The reason I used 8080 is I talked to IT at work and they said that the firewall is open for that port. Something isn't right as I can SSH from home on the LAN but not from WAN. I may have to talk to him and take a look at the corporate firewall to see if it blocking me getting out. I created an identical rule for 443 (HTTPS) and that works to get to the web interface of the router from the WAN. He said he had 8080 open but maybe he was wrong. He will open port 22 for me for testing but I'd rather not have the router listening on port 22, since that port seems to be getting a lot of attention lately.
webif interface wrote:Firewall:
Here you can forward ports and more. If you wish to manually configure these instead, use '/etc/config/firewall', not '/etc/firewall.user'. Although either works, only the former is used by this page.

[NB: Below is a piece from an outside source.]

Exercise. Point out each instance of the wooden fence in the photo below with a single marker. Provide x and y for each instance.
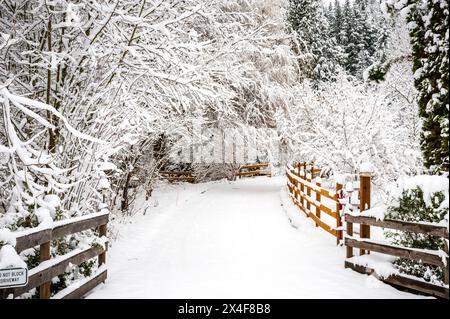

Looks like either should work.
Yes my router is at 192.168.1.1 for now
danielb wrote:iptables -t nat -A prerouting_wan -p tcp --dport 8080 -j DNAT --to 192.168.1.1:22
iptables -A forwarding_wan -p tcp --dport 22 -d 192.168.1.1 -j ACCEPT
This appears to be similar but different then what I have. If I'm reading it correctly those rules
route WAN port 8080 to LAN port 22
Accept port 22 on LAN
What my rules did is
Accept port 8080 on WAN
Forward Port 8080 WAN to LAN port 22
My understanding is, by default, everything is blocked on the WAN side unless you open it up and forward it to the LAN.
@alexsamad
Once, I get this working I'll probably move on to OpenVPN as that's a whole other 'can of worms'. Admin rights isn't a problem, I have that on all machines involved.
I did some reading and still looking into TAP vs. TUN and what exactly needs to be done on the router besides installing OpenVPN (that's already done)
The webif interface is nice, it makes point and click configuration easy. Once I get SSH working though I'll switch back to good old CLI for configuring. Though I still want to get the proxy to work.